Year-to-date sales climbed 11.8% to 202,088 compared with 180,685 in the 2021 period.
The 10-month market shares for most truck makers fell slightly. Freightliner’s was flat. Peterbilt improved to 15.1% compared with 14.7% a year earlier. VTNA rose to 11% compared with 9.1% a year earlier.
October’s sales could have come from as long as a year ago, Tam noted.
In October 2021, the backlog-to-build ratio was almost 15 months. It’s now eight months, he said.
“So we have made considerable progress in whittling that queue down, but we typically expect to see two to three months of backlog,” Tam said. “That is kind of the historical average. So we are well above from where the industry likes to be.”
ACT President Kenny Vieth noted in October that forecasting sales in 2023 hinges on the timing of when lower freight volumes begin to compress carrier profitability. He said ACT’s current thinking is that begins in the second half of 2023.
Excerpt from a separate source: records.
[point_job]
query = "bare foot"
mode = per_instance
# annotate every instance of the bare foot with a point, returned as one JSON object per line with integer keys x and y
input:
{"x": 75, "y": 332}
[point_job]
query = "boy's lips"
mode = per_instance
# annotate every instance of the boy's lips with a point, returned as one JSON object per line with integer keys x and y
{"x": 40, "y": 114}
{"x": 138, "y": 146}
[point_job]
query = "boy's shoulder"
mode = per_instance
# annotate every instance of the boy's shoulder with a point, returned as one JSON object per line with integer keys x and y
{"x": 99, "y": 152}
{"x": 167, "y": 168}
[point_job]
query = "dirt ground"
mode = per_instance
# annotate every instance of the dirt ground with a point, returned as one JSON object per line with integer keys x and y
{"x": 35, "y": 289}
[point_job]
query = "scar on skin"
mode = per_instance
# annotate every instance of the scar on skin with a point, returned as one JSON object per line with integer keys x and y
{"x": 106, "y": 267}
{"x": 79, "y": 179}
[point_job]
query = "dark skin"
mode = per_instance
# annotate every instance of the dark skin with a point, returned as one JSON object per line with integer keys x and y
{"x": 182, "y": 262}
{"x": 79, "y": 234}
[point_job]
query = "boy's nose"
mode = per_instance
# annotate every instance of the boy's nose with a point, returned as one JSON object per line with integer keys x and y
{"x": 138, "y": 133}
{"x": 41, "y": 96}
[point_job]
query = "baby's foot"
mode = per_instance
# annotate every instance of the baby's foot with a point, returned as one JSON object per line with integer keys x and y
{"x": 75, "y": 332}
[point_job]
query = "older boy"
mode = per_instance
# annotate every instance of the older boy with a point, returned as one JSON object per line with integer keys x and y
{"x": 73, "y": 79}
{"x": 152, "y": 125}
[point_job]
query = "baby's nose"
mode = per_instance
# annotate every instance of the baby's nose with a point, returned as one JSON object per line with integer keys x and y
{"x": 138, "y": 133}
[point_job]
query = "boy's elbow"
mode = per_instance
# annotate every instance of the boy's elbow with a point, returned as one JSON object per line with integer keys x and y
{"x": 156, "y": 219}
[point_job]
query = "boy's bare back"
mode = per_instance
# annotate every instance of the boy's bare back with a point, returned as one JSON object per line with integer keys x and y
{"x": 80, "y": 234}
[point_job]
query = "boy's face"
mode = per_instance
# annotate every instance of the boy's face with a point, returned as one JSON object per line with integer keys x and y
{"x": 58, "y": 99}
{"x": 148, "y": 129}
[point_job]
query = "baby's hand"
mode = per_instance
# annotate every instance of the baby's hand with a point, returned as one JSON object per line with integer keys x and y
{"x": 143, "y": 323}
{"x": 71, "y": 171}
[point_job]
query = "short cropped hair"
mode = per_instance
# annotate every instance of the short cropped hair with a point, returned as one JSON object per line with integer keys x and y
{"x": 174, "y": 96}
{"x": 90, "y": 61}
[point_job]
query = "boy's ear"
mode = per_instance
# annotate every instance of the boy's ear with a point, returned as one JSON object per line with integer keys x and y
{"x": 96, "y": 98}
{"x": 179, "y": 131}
“However, with pre-buying ahead of the California Air Resources Board’s expensive Clean Truck mandate late next year and still healthy carrier margins early in the year, a case can be made that demand strength will be sustained through 2023,” Vieth said. “Higher volumes in 2023 would come at the expense of vehicle demand in 2024.”
The CARB mandate requires manufacturers to sell an increasing percentage of zero-emission heavy-duty trucks into the market starting in model year 2024.
CARB noted other states could adopt the ACT regulation but would not need to adopt its Advanced Clean Fleet proposed 2040 100% zero-emission vehicle sales mandate — the end date for combustion-powered new vehicle sales in California.